A kayaker on Geirangerfjord, in Norway
Kayaking in style on Geirangerfjord, Norway.

Kayaking amid towering cliffs of the world-famous, UNESCO World Heritage-listed Geirangerfjord is extraordinary. At sea-level the surrounding walls of the 15km-long fjord, with its tumbling waterfalls, seem impossibly vast. The deep blue water reflects the tree-clad mountains, creating a deep emerald colour.

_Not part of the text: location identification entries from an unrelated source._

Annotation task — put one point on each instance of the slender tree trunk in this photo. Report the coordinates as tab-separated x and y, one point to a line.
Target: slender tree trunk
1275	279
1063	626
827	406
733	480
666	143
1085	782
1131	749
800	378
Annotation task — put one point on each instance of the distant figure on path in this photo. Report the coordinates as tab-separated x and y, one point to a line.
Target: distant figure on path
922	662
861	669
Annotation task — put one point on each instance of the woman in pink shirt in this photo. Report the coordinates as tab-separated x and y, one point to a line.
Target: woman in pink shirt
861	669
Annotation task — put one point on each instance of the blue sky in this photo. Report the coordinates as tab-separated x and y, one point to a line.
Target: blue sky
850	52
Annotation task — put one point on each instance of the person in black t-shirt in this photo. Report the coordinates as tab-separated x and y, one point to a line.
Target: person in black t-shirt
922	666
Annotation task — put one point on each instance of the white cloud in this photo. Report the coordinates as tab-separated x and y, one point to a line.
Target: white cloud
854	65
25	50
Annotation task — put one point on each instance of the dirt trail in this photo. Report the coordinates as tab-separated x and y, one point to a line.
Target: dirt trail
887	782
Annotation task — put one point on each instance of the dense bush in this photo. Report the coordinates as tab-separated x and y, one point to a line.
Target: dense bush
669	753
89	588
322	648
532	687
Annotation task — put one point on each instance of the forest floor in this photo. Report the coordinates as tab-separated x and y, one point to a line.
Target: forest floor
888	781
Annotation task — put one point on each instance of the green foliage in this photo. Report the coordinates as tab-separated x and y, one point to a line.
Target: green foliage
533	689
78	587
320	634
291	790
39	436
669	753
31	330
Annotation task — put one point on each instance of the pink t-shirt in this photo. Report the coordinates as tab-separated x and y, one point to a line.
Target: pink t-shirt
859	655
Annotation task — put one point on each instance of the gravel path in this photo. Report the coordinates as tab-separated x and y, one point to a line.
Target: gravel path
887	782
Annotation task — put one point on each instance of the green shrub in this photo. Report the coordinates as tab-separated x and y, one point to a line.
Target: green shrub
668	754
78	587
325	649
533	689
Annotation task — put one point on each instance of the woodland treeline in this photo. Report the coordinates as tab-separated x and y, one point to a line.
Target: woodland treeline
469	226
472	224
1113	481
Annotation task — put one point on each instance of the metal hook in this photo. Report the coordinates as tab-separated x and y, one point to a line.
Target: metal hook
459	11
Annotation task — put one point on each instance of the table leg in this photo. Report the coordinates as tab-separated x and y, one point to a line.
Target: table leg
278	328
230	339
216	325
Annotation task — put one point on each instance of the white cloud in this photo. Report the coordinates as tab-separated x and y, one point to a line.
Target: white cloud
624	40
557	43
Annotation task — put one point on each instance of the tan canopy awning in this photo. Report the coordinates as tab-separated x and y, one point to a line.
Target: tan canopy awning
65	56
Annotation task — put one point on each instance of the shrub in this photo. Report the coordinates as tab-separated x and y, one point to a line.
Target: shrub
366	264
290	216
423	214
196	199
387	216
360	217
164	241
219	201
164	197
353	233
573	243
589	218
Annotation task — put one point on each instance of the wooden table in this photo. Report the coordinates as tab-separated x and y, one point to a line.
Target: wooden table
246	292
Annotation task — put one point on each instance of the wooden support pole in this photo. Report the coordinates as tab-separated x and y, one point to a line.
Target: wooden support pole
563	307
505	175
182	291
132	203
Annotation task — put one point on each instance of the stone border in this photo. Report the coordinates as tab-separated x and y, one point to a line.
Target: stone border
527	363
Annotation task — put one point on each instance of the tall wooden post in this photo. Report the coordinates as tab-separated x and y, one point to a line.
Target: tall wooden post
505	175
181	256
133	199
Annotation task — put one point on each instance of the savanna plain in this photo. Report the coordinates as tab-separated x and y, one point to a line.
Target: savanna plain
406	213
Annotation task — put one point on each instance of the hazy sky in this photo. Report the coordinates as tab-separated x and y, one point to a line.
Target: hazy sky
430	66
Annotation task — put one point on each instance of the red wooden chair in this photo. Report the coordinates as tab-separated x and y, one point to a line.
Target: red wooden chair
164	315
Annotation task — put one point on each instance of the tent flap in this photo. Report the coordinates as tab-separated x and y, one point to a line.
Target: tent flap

Kayaking offers a far more peaceful way to experiencing the fjord – after just a few strokes your mind starts to ease. Paddle past abandoned farms with the odd grazing goat and venture right up to the Seven Sisters Falls, feeling the tumbling water spray your face as you edge closer to the famed cascade. That's something you can only do from a kayak. The village of Geiranger is also home to some excellent walking trails, so this is a good option for travellers looking to combine kayaking with hiking.

Lofoten Islands, Northern Norway

A kayak on an isolated beach in the Lofoten Islands, Norway
Not a bad place to pull up a kayak - an empty beach in the Lofoten Islands. Photo: Getty

Rising 1,000m out of the sea, this mountainous archipelago with shimmering seas has wilderness just around the corner – yet civilisation is reassuringly close at hand. The hidden inlets, white sand beaches and sweeping rock faces are best explored by sea. With the water warmed by the Gulf Stream, kayaking between the islands is the way to go.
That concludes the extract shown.